A new piece of European legislation comes into force on 25th May which will affect every business in Europe and many beyond. The GDPR (General Data Protection Regulations) intends to unify the legislation on data protection throughout the EU. What is concerning is that many businesses do not seem aware of the changes, of the action they should be taking or the large fines (up to 20 million euros) that they may face.
The first place to go for information is the Information Commissioner’s website at www.ico.org.uk where there is, quite frankly, a frightening amount of information on GDPR. Whilst you should take the time to read through this and check your compliancy with GDPR before it comes into force in May, I will attempt to summarise some of the key points for the smallest businesses, although you should check this advice and if you are not sure on any point consult a solicitor or other suitable advisor.
What data is covered by GDPR?
The legislation applies to personal data. At the most basic this is a name, an address, email address or any other information that can be related to a name. Even information that has been given a pseudonym can be included if it’s possible to guess who the data relates to. Electronic and paper data is covered by GDPR.

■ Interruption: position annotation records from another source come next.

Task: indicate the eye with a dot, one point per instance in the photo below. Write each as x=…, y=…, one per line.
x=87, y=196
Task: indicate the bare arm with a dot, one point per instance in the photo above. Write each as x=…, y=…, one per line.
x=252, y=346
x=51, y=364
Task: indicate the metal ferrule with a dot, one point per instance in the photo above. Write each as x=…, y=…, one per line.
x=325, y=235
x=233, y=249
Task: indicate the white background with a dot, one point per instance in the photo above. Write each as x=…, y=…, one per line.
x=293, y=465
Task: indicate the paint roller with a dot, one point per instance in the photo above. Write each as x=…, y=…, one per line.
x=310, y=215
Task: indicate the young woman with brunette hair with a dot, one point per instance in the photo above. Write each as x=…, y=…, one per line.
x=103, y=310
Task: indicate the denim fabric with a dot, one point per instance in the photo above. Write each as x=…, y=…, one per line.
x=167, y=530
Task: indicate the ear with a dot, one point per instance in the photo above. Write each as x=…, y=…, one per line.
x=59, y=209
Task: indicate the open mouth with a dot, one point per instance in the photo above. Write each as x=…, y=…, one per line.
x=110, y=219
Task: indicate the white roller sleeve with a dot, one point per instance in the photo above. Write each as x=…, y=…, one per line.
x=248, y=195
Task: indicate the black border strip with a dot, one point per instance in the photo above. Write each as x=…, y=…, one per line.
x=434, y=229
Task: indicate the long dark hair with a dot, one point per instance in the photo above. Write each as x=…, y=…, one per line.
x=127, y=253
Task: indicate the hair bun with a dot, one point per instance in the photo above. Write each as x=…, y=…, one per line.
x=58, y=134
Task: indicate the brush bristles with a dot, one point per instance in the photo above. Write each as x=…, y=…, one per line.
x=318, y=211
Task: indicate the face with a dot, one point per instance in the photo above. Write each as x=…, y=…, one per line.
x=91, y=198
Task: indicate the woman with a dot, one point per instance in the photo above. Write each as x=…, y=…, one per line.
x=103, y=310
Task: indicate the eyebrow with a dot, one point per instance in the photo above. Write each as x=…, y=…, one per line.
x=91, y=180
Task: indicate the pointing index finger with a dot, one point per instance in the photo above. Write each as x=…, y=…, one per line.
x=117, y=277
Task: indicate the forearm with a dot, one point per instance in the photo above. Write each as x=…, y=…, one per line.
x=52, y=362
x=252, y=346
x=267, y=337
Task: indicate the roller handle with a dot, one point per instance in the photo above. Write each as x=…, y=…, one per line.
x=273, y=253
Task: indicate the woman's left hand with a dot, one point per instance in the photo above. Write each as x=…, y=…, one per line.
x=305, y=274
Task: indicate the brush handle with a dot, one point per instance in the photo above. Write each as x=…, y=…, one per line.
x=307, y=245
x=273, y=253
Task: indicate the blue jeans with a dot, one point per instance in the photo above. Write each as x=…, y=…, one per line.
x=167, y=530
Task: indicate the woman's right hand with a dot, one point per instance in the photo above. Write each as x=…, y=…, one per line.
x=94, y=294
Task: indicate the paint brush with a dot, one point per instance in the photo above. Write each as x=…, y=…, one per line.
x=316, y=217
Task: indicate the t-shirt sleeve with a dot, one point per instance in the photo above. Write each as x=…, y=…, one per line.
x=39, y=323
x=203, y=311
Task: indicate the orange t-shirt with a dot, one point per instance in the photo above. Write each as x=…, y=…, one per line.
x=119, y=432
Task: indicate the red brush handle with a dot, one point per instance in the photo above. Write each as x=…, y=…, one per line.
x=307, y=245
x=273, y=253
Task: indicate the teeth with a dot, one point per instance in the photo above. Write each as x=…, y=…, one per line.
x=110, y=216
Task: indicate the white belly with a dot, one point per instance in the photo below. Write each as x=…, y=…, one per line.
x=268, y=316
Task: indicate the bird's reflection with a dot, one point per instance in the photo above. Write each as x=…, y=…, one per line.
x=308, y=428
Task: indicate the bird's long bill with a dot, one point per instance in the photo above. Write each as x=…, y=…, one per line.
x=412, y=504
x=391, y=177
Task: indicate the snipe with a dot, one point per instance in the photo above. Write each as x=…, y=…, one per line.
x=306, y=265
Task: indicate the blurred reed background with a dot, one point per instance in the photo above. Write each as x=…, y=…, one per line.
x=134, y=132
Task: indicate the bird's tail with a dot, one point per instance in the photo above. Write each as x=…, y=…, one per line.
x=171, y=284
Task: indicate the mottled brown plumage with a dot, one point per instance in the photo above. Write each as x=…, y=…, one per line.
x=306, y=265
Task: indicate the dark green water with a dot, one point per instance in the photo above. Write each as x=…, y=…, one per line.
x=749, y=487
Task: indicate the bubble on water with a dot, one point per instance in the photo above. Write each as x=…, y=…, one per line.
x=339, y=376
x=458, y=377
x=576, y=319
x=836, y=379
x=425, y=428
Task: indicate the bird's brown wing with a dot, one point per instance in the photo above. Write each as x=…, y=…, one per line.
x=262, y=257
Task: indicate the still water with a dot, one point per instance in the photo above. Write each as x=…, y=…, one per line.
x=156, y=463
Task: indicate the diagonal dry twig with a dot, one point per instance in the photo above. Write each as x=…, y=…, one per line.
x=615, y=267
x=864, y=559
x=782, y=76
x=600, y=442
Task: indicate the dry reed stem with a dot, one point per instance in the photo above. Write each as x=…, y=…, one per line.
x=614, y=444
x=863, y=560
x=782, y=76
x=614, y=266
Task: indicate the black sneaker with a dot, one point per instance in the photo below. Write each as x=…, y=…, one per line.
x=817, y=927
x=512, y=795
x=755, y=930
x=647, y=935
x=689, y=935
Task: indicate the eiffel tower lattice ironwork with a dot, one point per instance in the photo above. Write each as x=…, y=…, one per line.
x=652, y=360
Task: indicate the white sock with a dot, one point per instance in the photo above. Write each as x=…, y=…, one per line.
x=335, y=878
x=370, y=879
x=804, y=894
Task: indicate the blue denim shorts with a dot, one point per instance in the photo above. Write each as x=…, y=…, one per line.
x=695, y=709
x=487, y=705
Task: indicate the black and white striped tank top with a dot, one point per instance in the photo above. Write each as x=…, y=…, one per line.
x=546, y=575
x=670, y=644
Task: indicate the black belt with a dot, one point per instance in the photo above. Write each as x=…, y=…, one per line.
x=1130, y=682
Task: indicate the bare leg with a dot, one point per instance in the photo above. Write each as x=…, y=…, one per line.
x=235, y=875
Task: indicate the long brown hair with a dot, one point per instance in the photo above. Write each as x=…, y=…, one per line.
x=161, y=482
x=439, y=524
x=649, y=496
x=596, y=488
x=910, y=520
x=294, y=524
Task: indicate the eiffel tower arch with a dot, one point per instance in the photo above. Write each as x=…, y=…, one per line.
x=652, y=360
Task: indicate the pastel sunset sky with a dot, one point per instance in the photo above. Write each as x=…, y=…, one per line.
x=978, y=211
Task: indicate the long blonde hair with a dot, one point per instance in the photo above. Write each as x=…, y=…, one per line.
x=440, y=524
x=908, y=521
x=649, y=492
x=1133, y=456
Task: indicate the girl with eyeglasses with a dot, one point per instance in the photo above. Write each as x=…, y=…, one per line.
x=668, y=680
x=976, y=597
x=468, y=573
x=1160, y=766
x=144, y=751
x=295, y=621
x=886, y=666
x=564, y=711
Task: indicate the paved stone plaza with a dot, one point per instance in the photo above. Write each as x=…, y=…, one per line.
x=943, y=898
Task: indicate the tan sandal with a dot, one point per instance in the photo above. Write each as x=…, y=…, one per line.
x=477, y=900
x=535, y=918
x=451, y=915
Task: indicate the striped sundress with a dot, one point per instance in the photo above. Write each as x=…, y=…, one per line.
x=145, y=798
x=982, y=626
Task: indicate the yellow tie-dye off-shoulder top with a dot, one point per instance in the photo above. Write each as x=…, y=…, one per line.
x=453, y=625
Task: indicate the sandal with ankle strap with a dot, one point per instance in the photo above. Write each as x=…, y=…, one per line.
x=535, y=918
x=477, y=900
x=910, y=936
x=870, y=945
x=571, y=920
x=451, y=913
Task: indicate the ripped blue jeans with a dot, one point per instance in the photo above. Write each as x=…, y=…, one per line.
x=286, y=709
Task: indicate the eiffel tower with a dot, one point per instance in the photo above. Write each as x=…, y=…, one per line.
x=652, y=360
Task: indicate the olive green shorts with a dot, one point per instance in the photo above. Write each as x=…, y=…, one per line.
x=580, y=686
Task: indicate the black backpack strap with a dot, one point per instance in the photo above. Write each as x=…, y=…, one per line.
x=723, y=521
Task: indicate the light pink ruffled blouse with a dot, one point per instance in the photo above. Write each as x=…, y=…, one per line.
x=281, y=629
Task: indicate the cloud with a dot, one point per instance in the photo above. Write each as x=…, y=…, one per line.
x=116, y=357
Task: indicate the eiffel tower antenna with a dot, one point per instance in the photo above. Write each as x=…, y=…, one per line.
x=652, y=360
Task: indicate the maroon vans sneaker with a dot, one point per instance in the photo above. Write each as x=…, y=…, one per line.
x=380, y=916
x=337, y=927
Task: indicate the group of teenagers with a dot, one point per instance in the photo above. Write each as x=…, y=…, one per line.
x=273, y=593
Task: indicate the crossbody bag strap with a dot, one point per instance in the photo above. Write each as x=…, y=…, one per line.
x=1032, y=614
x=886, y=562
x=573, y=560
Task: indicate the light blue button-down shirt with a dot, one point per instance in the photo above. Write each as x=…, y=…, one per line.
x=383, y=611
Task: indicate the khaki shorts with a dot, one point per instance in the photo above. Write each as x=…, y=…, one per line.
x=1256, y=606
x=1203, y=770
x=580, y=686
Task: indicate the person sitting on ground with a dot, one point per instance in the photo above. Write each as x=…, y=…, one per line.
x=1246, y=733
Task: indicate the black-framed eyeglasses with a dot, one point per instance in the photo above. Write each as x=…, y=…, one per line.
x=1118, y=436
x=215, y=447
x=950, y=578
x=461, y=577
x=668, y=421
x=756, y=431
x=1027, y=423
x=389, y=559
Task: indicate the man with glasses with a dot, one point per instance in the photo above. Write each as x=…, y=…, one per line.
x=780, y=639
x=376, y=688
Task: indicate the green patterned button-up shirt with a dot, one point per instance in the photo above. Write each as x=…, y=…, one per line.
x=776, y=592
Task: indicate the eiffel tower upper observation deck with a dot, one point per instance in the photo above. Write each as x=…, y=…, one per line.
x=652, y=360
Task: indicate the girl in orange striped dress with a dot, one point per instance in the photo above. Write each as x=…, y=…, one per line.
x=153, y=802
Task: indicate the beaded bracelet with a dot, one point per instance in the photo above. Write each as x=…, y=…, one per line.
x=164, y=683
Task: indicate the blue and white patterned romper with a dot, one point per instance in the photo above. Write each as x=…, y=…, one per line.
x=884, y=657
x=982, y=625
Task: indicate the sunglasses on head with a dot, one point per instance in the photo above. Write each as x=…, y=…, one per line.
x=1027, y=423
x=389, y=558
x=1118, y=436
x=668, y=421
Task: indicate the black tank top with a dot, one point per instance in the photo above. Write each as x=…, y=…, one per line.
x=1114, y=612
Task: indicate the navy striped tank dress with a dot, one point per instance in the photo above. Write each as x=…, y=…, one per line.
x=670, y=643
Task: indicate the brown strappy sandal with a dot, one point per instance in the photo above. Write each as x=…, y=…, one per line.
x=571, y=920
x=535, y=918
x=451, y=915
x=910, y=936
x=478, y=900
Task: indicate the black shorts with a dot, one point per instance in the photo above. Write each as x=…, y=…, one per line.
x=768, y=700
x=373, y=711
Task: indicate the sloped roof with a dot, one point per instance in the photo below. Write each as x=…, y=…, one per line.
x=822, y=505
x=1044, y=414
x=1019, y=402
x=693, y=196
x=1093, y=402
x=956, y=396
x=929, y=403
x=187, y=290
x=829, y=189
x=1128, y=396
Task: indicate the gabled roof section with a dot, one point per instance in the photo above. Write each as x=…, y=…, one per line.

All businesses are vulnerable to data attacks, or breaches. We have all heard horror stories of businesses having data stolen and the consequences of this to the individuals who have had their data taken. No business is too small not to be a target and hackers, particularly, may target smaller businesses as they often have less protection.
Under GDPR, most breaches will have to be reported within 72 hours and if it’s a serious breach all the affected individuals will also have to be contacted. Full details of the breach will have to be provided.
The time to examine your email, online storage, computer systems, mobile phone security, paper filing and other systems is now.
If you send marketing material to any individuals, you will need to obtain their express consent. This means that you need to ask everyone on your list to take action, such as confirming that they wish to continue to receive information from you by ticking a box or clicking a link.
If you have a website you may need to update your privacy statement and your terms and conditions. You may also be advised to write a security policy.
Registration with the ICO
Many small businesses will be exempt from registering as a data controller, but you should check with the ICO. If you need to register there is a £35.00 fee. Don’t fall for one of the many registration scams out there which will relieve you of far more, contact the ICO on their helpline number 0303 123 1113.
How do I Prepare?
In order to prepare for GDPR, as already mentioned you should read through the information on the ICO website and then decide what action you need to take. Think about how you collect data, how you store it and how you can protect it, to start with. Write down each area you need to consider, then what action you need to take and keep this document safe.
It is now late in the day and preparing for GDPR can take up a lot of valuable time, but it is always better to be prepared than to suffer the consequences of a serious breach and what could be a very nasty fine.
At Turl & Co we have been preparing for GDPR for some time and will have new processes in place in time for the May introduction. This will mean that we may soon be contact you to request that you consent to stay in our email list and may mean that in the future you will need to enter a password to see confidential information that we send you.